- Cache data in Oracle data buffer cache and again in file system buffer cache is wasting of memory by double caching.
- DBA can manage how the data block to be cached inside Oracle but not for file system cache buffer.
- System buffer cache can mislead the Oracle system statistics for physical IO, since it maybe read from file system cache but as physical read from Oracle point of view.
- It also complicates database tuning because the cost of physical IO is the not same because it may came from file system buffer cache or true disk IO.

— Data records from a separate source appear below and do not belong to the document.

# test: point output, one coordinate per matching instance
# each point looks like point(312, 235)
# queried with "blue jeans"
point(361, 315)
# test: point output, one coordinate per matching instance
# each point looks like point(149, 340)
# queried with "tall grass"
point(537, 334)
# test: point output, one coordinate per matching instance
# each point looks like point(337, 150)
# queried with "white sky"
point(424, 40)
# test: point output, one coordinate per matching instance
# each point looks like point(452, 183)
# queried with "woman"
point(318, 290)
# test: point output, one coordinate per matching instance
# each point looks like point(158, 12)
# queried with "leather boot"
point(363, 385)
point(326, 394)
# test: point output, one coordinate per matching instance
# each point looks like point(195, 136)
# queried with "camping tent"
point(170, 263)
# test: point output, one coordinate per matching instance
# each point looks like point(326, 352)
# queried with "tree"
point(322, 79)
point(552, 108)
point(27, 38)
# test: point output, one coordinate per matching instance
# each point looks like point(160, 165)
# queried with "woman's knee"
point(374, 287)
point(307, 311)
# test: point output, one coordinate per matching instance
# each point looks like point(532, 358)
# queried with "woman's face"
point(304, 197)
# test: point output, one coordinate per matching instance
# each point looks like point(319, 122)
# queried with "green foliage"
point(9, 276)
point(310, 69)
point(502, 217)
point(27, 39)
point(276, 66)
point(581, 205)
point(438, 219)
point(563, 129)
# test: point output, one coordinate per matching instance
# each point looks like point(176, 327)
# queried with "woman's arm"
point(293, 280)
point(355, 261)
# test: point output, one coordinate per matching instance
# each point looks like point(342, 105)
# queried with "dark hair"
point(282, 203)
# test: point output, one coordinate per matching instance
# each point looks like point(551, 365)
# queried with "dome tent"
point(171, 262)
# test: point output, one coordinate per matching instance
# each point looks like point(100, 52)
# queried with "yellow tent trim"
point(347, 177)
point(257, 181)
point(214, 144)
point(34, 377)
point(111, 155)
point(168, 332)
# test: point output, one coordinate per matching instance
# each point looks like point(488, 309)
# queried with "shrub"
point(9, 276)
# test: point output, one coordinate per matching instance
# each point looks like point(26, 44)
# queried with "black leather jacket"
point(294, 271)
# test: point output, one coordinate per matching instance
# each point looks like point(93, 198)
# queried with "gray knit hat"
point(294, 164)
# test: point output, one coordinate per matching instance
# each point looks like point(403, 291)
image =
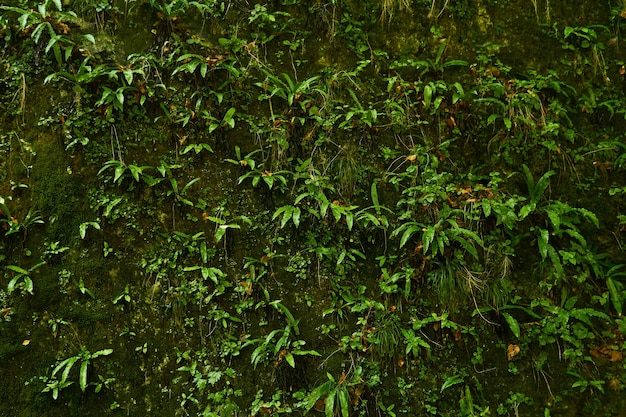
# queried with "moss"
point(57, 193)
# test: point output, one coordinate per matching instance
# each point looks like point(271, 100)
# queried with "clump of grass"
point(390, 5)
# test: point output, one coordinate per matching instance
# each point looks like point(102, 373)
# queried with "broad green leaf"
point(616, 298)
point(17, 269)
point(513, 324)
point(542, 242)
point(450, 381)
point(290, 360)
point(427, 238)
point(296, 216)
point(408, 233)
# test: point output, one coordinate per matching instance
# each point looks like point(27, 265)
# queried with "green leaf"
point(428, 237)
point(450, 381)
point(428, 95)
point(296, 216)
point(83, 375)
point(513, 324)
point(17, 269)
point(344, 401)
point(330, 406)
point(616, 298)
point(542, 242)
point(408, 233)
point(290, 360)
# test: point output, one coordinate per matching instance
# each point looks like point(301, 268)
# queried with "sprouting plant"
point(21, 278)
point(43, 24)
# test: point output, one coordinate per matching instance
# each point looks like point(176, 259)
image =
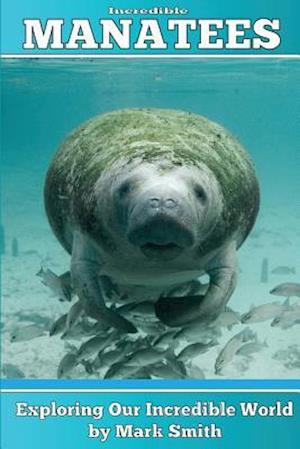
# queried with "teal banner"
point(118, 419)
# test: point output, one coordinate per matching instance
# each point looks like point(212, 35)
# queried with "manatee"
point(146, 201)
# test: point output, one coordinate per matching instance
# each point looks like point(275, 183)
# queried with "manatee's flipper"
point(85, 268)
point(66, 284)
point(180, 311)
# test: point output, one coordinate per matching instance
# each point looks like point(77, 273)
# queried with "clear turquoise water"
point(43, 100)
point(258, 100)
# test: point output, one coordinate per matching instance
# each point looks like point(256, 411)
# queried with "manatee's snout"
point(159, 225)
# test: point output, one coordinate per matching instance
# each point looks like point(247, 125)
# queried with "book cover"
point(150, 262)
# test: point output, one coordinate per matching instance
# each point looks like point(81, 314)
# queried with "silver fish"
point(284, 270)
point(26, 333)
point(287, 319)
point(143, 309)
point(142, 373)
point(228, 319)
point(57, 284)
point(151, 328)
point(165, 340)
point(197, 333)
point(93, 346)
point(11, 371)
point(263, 312)
point(66, 365)
point(121, 370)
point(193, 350)
point(74, 315)
point(194, 372)
point(250, 348)
point(165, 371)
point(147, 356)
point(108, 358)
point(286, 289)
point(58, 326)
point(232, 346)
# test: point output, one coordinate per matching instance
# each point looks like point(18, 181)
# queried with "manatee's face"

- On some operating system, it is possible that system buffer cache keeps expanding until all physical memory is consumed, resulting system crash.
dirctio=yes
SQL> create table gene_drop tablespace mm_data_temp nologging as select * from gene;
Table created.
Elapsed: 00:00:50.46
dirctio=none
SQL> create table gene_drop tablespace mm_data_temp nologging as select * from gene;
Table created.
Elapsed: 00:00:12.40
The table gene is about 500 MB in size and is cached so not physical io is needed to read it. From Linux document, the write actually is on file system buffer cache until it is more than 30 seconds old or more that 10% of the cache. Any way, file system buffer cache can smooth out the disk write load.
Whether Oracle uses direct IO is not only dependent on the filesystemio_options parameter, but the OS, file system type, storage device, mount option, device driver and so on. The following procedure can be used to check if direct IO is used in Linux.
- startup database mount.
- ind the db writer by “select spid, program from v$process where program like '%DBW%';”, write down the spid number.
- do strace of db writer process, such as strace -o /tmp/strace.out -e trace=open -p 2260
- alter database open.
- Open the strace output file and looking for “O_DIRECT”, the sample file is some thing like open("/.../tst01.dbf", O_RDWR|O_SYNC|O_DIRECT) = 22.
In conclusion, to set filesystemio_options to directio or not is dependent on you system, hardware, database, application and load pattern. This is why DBA is paid for and is needed to make such decision.